Enfin, il est décrété - parce que Schengen, et la suppression des frontières que sa mise en vigueur entraîne, continuent à nourrir les mêmes angoisses d’invasion - que les contrôles d’identité se feront librement dans un rayon de 30 km à partir des limites territoriales, ainsi que dans les zones portuaires et aéroportuaires. Cette disposition est subordonnée à l’entrée en vigueur de la convention de Schengen.
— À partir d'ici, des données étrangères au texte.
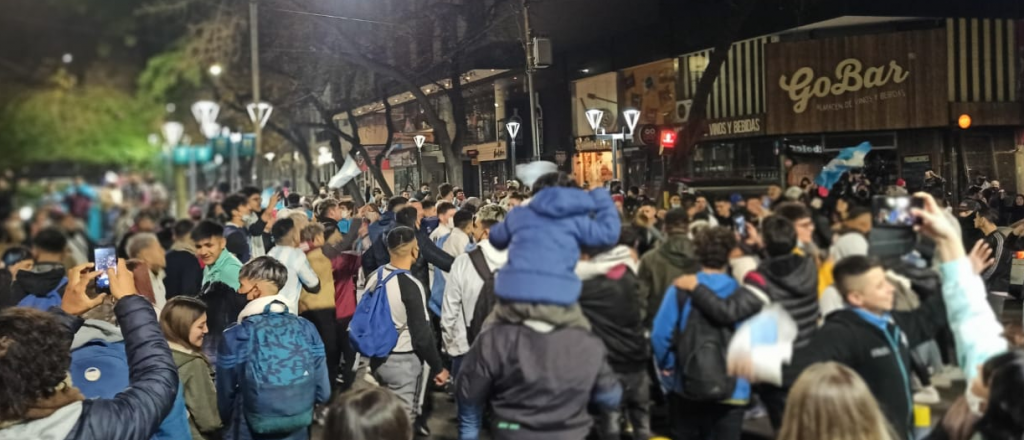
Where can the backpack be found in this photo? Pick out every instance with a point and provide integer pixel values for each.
(51, 299)
(99, 368)
(280, 372)
(700, 352)
(486, 301)
(372, 331)
(437, 288)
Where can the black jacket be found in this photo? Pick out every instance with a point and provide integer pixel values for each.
(612, 307)
(184, 275)
(542, 383)
(792, 280)
(848, 339)
(33, 282)
(378, 256)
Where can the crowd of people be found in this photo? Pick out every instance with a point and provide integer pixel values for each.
(548, 311)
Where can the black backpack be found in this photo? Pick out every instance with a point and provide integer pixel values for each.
(700, 355)
(486, 301)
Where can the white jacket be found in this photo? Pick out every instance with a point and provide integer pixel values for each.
(461, 292)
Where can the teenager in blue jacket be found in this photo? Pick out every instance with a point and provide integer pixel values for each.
(37, 399)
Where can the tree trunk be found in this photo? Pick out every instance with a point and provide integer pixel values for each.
(454, 166)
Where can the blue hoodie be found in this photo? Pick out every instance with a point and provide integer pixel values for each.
(669, 318)
(544, 239)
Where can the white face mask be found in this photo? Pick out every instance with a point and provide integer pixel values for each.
(974, 402)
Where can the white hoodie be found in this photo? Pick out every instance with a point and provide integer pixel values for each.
(461, 292)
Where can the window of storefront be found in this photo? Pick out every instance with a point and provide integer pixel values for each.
(751, 160)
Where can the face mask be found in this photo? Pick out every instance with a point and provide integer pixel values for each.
(974, 402)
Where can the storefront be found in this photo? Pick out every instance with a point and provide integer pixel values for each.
(489, 161)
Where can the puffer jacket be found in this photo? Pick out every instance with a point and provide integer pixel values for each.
(137, 411)
(544, 239)
(660, 267)
(540, 367)
(609, 301)
(792, 280)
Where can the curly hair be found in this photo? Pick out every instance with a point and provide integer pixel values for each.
(714, 245)
(35, 355)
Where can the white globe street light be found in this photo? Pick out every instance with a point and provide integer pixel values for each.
(632, 118)
(259, 113)
(594, 117)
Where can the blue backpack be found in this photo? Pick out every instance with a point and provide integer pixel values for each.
(99, 369)
(282, 360)
(372, 331)
(437, 289)
(51, 299)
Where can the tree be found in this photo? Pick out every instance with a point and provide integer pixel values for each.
(78, 124)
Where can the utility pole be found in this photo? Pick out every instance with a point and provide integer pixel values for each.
(254, 46)
(530, 69)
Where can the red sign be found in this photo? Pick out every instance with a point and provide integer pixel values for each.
(668, 138)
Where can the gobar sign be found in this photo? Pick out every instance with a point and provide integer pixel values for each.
(871, 82)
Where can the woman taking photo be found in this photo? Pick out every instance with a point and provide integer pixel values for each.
(183, 322)
(830, 401)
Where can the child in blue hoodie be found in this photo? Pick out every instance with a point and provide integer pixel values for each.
(699, 420)
(536, 361)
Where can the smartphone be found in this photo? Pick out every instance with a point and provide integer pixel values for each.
(895, 211)
(740, 223)
(104, 258)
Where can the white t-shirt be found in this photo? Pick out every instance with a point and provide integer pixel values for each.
(299, 270)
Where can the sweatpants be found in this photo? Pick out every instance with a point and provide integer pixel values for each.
(704, 421)
(348, 366)
(323, 319)
(406, 376)
(636, 404)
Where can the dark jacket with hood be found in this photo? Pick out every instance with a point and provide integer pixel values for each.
(792, 280)
(879, 349)
(544, 239)
(378, 256)
(609, 301)
(38, 281)
(660, 267)
(540, 367)
(137, 411)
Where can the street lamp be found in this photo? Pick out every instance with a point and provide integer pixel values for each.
(594, 117)
(259, 114)
(513, 128)
(172, 132)
(205, 113)
(420, 139)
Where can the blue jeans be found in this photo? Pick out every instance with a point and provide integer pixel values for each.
(470, 415)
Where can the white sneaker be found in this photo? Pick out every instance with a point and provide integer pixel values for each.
(927, 396)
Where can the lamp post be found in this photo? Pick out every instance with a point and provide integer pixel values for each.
(236, 139)
(594, 117)
(420, 139)
(259, 114)
(269, 164)
(206, 116)
(172, 132)
(513, 128)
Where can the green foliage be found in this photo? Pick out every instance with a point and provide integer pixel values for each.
(170, 75)
(78, 124)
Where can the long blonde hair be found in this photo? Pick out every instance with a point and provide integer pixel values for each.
(830, 401)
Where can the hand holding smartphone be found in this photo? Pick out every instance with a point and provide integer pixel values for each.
(104, 258)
Alors que le ministre de la Justice invoque, sans sourciller, lors de la présentation du projet, la fin des discriminations, les mêmes pratiques se poursuivent inlassablement. La loi ne pourra rien contre certains réflexes et elle paraît bien fragile quand on voit la place qu’occupent les contrôles d’identité dans la lutte contre l’immigration clandestine.
Notes
[1] Rappelons toutefois que les arrêts Bogdan et Vuckovic du 25 avril 1985 permettent à la police, sans avoir besoin de satisfaire aux dispositions régissant les contrôles d’identité, de procéder directement à des contrôles dits de séjour si des signes extérieurs et objectifs présument de leur extranéité. Cette jurisprudence, dont la pérennité après l’entrée en vigueur de la loi du 3 septembre 1986 se révèle contestable, instaure par conséquent un régime particulier aux dépens des étrangers.